Because I wanted to give as complete a picture of Noor’s world as possible, I decided to start with her earliest awakening to her circumstances. Her narrative starts when she’s five-years-old and continues until she’s seventeen.
Grace’s narrative was easier to craft as it’s one that readers will be familiar with and one I’m more familiar with myself. While I worked in Kamathipura for over two years and was working with sex workers’ daughters while I wrote the book, I’ve worked with girls like Grace for many years. She’s a fragile, socially isolated girl who becomes the target of extreme bullying. Her narrative spans just a few weeks.
Aside from the different timelines, the main challenge in writing this book was juxtaposing Grace’s suffering with Noor’s and not letting one story overwhelm the other.
Have you ever had the plot firmly in place, only to find it changing as the story moved from your mind to paper?
This story never changed much from my original direction, though I had to do several major rewrites to tone down the graphic nature of the subject matter. I hope I’ve accomplished that but it still may be too much for some readers, particularly if they’re triggered by issues of sexual violence or self-harm.
That said, I’m writing about the lives of two girls who are both victimized in real and terrifying ways. It’s a hopeful story but not a light-hearted read.
Do story ideas come to you often, or is fresh material hard to come by?

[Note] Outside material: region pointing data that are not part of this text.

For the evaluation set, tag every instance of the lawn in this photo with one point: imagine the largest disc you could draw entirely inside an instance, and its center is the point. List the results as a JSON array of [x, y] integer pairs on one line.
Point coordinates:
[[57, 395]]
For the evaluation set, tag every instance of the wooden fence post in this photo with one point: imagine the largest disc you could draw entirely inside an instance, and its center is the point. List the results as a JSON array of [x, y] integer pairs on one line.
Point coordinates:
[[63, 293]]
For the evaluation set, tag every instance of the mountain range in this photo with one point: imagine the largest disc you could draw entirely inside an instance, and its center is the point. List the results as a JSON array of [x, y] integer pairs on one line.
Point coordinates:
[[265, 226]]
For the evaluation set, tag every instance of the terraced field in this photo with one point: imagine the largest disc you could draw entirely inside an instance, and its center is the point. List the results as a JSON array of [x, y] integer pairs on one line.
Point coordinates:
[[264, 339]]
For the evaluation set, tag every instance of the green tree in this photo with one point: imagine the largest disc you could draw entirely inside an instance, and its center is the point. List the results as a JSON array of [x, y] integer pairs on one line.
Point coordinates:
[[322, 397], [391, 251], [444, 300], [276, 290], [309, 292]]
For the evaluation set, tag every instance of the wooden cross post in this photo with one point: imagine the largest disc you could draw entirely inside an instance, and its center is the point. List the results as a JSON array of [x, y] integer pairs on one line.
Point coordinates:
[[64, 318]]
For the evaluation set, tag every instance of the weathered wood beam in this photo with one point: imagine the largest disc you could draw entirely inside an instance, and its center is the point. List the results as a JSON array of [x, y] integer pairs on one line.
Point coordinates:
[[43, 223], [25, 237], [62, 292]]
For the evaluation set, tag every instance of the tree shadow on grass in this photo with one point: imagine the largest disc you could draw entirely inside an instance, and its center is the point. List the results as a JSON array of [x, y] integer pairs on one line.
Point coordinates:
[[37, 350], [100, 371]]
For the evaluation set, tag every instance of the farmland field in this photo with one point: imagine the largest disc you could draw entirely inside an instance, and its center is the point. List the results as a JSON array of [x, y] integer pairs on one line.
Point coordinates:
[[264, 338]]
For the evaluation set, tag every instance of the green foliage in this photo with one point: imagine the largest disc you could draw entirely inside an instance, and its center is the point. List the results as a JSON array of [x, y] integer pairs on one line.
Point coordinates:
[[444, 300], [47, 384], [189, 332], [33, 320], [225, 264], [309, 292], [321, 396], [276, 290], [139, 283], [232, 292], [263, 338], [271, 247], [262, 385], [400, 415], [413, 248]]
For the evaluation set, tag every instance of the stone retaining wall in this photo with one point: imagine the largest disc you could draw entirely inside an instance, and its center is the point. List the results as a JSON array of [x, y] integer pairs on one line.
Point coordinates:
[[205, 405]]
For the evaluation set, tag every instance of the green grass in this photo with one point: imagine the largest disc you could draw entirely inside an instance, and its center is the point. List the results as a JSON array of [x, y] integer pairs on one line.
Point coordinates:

Stories come to me easily. I have a lot of ideas. The challenge for me is that I get caught up with life. It’s not always easy to discipline myself to sit down at my computer. I’m trained as a social worker and adolescent counselor and I love that work, so it competes when I also want to write.
How do you choose which story to write next, if you’ve got more than one percolating?

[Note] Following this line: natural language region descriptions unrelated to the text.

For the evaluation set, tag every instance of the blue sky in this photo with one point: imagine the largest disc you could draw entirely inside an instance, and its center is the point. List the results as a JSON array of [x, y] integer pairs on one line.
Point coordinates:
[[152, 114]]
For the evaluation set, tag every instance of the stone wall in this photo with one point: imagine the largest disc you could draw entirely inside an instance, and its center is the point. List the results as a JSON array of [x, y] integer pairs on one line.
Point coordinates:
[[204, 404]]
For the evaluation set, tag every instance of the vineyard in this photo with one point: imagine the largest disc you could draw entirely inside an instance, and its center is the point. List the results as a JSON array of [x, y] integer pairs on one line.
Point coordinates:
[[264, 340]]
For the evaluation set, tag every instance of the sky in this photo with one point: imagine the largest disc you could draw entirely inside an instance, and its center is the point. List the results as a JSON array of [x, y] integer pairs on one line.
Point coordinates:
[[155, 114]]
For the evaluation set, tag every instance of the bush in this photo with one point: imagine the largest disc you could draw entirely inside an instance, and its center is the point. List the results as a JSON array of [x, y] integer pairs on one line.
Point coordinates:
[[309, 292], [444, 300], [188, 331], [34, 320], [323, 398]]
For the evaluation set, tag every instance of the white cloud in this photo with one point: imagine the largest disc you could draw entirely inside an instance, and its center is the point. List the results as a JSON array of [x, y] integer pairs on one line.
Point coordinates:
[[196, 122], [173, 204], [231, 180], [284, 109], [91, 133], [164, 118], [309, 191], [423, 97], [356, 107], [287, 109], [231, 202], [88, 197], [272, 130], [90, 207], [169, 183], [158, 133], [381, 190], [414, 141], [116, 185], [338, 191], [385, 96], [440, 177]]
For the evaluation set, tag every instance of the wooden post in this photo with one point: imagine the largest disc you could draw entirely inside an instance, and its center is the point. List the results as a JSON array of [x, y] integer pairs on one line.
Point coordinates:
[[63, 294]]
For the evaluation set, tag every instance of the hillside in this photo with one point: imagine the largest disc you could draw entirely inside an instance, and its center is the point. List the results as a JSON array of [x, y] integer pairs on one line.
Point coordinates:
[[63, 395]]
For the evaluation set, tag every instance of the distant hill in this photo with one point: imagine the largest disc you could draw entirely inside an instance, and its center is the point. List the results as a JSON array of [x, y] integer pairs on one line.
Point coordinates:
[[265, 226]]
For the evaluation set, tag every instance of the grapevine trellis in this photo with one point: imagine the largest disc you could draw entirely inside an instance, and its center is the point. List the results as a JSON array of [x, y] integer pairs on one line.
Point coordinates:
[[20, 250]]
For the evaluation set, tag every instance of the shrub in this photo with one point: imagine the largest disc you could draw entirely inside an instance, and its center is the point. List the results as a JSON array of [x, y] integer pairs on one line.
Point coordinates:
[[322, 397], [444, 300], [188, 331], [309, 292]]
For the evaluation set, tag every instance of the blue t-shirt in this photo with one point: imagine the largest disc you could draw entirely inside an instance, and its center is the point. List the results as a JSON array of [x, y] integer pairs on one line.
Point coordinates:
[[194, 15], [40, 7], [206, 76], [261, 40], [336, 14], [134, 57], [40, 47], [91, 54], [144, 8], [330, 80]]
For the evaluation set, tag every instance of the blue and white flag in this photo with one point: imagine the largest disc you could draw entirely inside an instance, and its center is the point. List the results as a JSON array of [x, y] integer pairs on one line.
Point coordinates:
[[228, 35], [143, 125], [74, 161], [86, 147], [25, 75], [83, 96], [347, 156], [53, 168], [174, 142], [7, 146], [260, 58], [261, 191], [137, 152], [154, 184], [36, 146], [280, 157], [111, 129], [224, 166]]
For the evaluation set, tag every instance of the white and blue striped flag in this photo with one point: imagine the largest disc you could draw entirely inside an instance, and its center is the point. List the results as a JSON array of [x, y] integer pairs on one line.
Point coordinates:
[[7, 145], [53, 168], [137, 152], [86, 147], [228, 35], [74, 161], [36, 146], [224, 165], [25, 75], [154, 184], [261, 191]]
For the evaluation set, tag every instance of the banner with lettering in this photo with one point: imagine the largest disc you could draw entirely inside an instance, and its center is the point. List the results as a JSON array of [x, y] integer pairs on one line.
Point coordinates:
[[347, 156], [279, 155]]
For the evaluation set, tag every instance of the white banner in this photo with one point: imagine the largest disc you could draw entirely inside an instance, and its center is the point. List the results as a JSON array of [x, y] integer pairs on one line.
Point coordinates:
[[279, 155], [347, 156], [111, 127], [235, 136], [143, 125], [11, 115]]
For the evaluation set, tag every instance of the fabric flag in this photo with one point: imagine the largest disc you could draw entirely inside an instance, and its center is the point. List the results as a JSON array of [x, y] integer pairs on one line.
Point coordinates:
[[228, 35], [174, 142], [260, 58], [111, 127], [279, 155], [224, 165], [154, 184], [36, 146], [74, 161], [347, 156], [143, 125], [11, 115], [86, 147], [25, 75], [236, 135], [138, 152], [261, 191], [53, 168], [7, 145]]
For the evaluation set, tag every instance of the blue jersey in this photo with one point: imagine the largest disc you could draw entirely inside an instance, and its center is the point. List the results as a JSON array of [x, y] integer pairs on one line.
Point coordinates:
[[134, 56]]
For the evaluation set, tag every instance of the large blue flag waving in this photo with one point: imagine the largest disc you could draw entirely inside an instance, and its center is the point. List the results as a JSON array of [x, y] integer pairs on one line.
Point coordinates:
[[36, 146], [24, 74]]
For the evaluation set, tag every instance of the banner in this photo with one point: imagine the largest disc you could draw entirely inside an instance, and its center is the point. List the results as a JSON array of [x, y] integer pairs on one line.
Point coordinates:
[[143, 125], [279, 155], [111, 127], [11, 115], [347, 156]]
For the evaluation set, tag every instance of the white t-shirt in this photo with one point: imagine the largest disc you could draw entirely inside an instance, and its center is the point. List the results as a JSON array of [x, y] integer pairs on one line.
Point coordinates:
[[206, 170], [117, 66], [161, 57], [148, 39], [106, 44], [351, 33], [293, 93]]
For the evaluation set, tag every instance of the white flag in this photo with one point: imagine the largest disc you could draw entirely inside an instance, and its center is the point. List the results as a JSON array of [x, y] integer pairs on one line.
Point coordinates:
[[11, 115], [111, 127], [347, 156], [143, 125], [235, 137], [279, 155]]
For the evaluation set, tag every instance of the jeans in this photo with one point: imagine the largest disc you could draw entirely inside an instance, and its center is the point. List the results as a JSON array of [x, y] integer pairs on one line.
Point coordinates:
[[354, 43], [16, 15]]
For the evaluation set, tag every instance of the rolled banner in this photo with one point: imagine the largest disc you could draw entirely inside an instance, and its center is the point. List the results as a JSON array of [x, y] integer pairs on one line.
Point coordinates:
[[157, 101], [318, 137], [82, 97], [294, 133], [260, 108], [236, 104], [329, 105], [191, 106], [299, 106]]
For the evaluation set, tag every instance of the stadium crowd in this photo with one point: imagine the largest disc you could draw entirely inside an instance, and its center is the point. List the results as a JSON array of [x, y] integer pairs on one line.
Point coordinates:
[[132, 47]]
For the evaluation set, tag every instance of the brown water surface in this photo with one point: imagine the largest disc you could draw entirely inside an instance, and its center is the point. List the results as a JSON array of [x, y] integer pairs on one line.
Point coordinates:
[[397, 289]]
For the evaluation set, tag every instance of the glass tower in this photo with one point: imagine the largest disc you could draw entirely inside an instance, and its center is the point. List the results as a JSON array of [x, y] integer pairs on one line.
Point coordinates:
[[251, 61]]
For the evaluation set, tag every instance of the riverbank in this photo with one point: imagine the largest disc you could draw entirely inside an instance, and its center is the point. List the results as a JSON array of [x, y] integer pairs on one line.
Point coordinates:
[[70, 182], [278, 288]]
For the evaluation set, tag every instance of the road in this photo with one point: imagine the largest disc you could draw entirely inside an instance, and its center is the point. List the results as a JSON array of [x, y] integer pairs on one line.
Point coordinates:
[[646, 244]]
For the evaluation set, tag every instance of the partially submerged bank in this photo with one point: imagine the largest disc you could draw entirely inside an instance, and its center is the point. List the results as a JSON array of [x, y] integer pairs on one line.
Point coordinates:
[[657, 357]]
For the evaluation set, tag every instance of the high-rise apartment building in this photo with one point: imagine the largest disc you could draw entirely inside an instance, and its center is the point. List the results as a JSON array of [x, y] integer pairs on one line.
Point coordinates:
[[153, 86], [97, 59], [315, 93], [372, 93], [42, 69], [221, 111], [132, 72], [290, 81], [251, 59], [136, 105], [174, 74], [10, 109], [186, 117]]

Sometimes I think the stories choose me. I was on vacation in Nepal about nine months ago and by chance got talking to some Tibetan refugees. There’s a huge refugee community in Nepal, as it’s immediately across the border from Tibet. Like most people in the west, I knew about the Chinese occupation of Tibet, the exile of the Dalai Lama and of course the murder of Kelsang Namtso that was caught on video, but I didn’t know much more than that. The stories these refugees told me really moved me. I guess like many writers I need to connect with a story emotionally before I have the impetus to write it. I’ve begun working on a book about Tibetans.
When it comes to naming characters, I just rest my hands and let them tell me what their names are. What’s your process?
It depends on the story but in the case of FIFTEEN LANES the names of the two main characters was deliberate. Both character’s names foreshadow their journey.
With Grace, I thought a lot about the nature of shame. It’s terrible for any kid to be bullied or socially isolated but in counseling I found that kids felt so much worse if they believed they’d somehow provoked the bullying. We, as adults, understand that there’s never a legitimate reason for bullying but it can be hard to convince a kid of that.
Grace’s feeling of shame significantly intensifies her misery. It also makes it hard for her to ask for help, particularly from her mother who she feels she’s disappointed. So, in her case, I was thinking about the concept of sin or falling from grace.
Noor’s name means “light,” or “of the light.” I’ll leave my readers to decide if that was a good name choice.